Given that Barry and Berry can be variant spellings of the same name, a close yDNA match between two men with these surnames is not too surprising; however, the exact match at 67 markers is a bit surprising, given their known paper trails. This exact match suggests we might expect a common ancestor in the very near past. So far, we have not found him. It also suggests we try to locate males in other branches of both paternal lines for DNA testing to see if they also show the same identical matches.

The Hamilton connection is particularly intriguing because of the difference in surname. Looking for this second name (Hamilton) in proximity to Berry or Barry might provide the extra clue needed to identify potential common ancestors for all three men. This second surname, Hamilton, therefore provides us with a new research strategy: look for Berry families with connections to Hamiltons.

When we began to think about this Berry-Hamilton connection, a very common scenario occurred to us that could explain both the yDNA results and the middle name of Samuel Berry Hamilton. This scenario also suggests some very specific research strategies. Given the short average lifespans of people who lived in the 19th century, there were many young widows and widowers who often married again - perhaps several times - after the death of a spouse. We consider this possibility: a Berry male marries, he and his wife have a son (surname Berry), the husband then dies, leaving a widow and at least one son. The widow then marries a Hamilton male. If the Berry child were young enough, he might be raised as a child of the stepfather, i.e., taking the surname Hamilton. He might also retain the middle name of Berry as a reminder of his true Berry father. A similar thing might happen if the parents of a male child named Berry died and the child was raised by a Hamilton family.

The possibilities described above suggest what kind of paper trail we might want to look for. It is unlikely that such a child would have been formally adopted. (Formal adoption did not begin in the US until 1851, in Massachusetts, and we are dealing here with events that probably happened in the 1830s or earlier.) However, clues to such a situation might be found by looking for guardianship papers, probate documents or marriage records involving families named Berry and Hamilton.

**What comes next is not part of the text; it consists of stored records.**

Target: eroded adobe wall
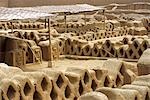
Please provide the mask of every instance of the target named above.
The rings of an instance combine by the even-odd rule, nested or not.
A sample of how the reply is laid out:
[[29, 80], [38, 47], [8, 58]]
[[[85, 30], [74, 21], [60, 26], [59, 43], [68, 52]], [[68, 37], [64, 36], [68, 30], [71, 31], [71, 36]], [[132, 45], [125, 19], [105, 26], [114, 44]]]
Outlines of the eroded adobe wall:
[[[5, 0], [0, 0], [5, 1]], [[37, 6], [37, 5], [63, 5], [88, 3], [93, 5], [104, 5], [110, 3], [133, 3], [133, 2], [150, 2], [149, 0], [9, 0], [10, 7], [16, 6]]]
[[1, 7], [7, 7], [8, 6], [8, 0], [0, 0], [0, 6]]

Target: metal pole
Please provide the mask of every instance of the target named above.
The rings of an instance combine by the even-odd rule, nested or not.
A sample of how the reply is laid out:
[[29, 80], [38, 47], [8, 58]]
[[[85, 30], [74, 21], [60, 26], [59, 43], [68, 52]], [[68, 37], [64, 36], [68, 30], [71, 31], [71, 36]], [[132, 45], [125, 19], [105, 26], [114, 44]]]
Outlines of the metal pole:
[[49, 61], [48, 61], [48, 67], [52, 67], [52, 45], [51, 45], [51, 30], [50, 30], [50, 18], [48, 19], [48, 32], [49, 32]]

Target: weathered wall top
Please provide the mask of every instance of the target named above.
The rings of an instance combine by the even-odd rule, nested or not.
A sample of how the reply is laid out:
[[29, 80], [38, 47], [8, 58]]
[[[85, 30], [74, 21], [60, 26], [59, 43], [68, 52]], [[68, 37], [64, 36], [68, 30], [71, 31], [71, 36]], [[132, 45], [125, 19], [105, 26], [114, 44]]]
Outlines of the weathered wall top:
[[150, 2], [150, 0], [0, 0], [0, 6], [40, 6], [88, 3], [92, 5], [106, 5], [110, 3]]

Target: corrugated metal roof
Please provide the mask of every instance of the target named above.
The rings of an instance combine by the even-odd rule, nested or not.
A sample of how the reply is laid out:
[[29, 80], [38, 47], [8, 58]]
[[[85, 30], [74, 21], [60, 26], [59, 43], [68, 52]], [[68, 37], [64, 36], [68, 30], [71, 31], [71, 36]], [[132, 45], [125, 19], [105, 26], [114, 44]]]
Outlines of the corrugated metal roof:
[[18, 19], [38, 19], [41, 17], [55, 16], [54, 14], [42, 13], [15, 8], [0, 8], [0, 21], [18, 20]]
[[56, 6], [37, 6], [37, 7], [23, 7], [19, 9], [26, 9], [31, 11], [39, 11], [45, 13], [80, 13], [89, 11], [98, 11], [104, 8], [95, 7], [88, 4], [76, 4], [76, 5], [56, 5]]

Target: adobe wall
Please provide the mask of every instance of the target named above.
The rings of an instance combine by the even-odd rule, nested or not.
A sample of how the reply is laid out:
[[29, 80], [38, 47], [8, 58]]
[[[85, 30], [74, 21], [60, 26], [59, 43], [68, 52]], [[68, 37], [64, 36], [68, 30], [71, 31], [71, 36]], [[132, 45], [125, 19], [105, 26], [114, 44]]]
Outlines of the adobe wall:
[[0, 7], [8, 7], [8, 0], [0, 0]]
[[[5, 1], [5, 0], [1, 0]], [[38, 6], [38, 5], [58, 5], [89, 3], [92, 5], [106, 5], [110, 3], [133, 3], [150, 2], [150, 0], [9, 0], [9, 7], [17, 6]]]

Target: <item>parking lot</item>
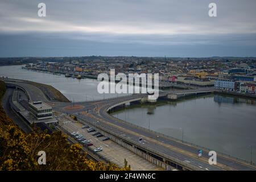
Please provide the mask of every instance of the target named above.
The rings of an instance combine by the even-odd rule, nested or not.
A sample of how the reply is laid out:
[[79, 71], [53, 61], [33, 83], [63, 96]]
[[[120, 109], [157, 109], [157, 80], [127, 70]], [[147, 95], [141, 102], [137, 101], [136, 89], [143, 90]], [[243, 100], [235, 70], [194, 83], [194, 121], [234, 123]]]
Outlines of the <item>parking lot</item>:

The male child in the scenario described above could have been Samuel B. Hamilton or any one of his male ancestors. The name Berry, once in use in the family, could conceivably have been passed down as a family name through several generations. At the very least, it is clear that Samuel Hamilton's family had some close association with a Berry family. Identifying and tracing Samuel B. Hamilton's ancestors could lead us to the common ancestor of all three lines.

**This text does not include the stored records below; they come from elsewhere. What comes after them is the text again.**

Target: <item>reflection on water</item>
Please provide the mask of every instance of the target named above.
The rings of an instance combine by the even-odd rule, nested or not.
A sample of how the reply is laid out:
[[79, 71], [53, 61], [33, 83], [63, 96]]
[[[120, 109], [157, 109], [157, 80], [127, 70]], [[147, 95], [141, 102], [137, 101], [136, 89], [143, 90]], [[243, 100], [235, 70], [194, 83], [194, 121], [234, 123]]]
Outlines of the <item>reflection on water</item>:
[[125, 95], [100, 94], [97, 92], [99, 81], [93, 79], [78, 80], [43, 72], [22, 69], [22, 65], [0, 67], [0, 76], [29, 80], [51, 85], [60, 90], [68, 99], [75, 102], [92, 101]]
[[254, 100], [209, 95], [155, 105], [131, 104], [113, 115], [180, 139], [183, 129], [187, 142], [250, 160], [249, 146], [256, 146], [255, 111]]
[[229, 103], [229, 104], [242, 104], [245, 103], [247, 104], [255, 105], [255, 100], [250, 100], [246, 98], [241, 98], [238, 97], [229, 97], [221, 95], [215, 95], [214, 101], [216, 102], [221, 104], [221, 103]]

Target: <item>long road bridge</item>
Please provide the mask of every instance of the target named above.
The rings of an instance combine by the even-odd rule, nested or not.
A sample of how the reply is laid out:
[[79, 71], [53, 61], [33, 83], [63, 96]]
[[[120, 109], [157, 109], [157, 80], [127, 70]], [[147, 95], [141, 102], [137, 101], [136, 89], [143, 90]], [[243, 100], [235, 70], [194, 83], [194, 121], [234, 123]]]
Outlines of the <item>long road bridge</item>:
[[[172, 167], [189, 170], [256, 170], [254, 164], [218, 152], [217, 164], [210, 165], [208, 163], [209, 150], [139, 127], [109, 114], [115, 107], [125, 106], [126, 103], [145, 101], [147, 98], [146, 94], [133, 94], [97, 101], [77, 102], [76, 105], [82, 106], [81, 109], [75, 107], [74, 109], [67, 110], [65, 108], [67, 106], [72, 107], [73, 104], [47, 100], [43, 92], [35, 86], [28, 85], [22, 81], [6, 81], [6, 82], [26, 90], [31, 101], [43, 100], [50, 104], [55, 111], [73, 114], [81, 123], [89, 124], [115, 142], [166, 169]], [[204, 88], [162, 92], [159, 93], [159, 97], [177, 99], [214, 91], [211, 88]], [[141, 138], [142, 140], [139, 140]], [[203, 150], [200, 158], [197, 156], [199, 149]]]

Because of the discovery of the yDNA matches, a search was begun for possible Berry-Hamilton connections in US records. Several interesting associations between Berrys and Hamiltons were found, some of which looked promising enough to warrant more investigation. Some leads were briefly explored, but discarded as not of interest. Other leads were followed and still look promising after some initial research, although no connection to any of the three lines has yet been found. For example, two other Hamilton groups have not yet been pursued enough to determine if there is a connection. See [here] for more on those.

One lead, however, has yielded some very exciting results. In pursuing a link between Hamilton and Berry families of Bath County, Virginia and Lee County, Iowa, the family of Samuel Berry Hamilton was found! Samuel's parents were identified as James N. Hamilton and Rachel Berry. Rachel's maiden name Berry explains the use of the middle name Berry for Samuel, but does not explain the close yDNA match between the Hamilton and Barry / Berry lines. So we are still left with looking for a paternal Berry connection in the Hamilton line. But we have taken a big step in that direction by uncovering Samuel Berry Hamilton's origins. For more on this new research, see [here]. Records from Bath County, Virginia, show close connections between the Berry and Hamilton families prior to the marriage of James N. Hamilton and Rachel Berry and suggest that more research in Virginia records is needed.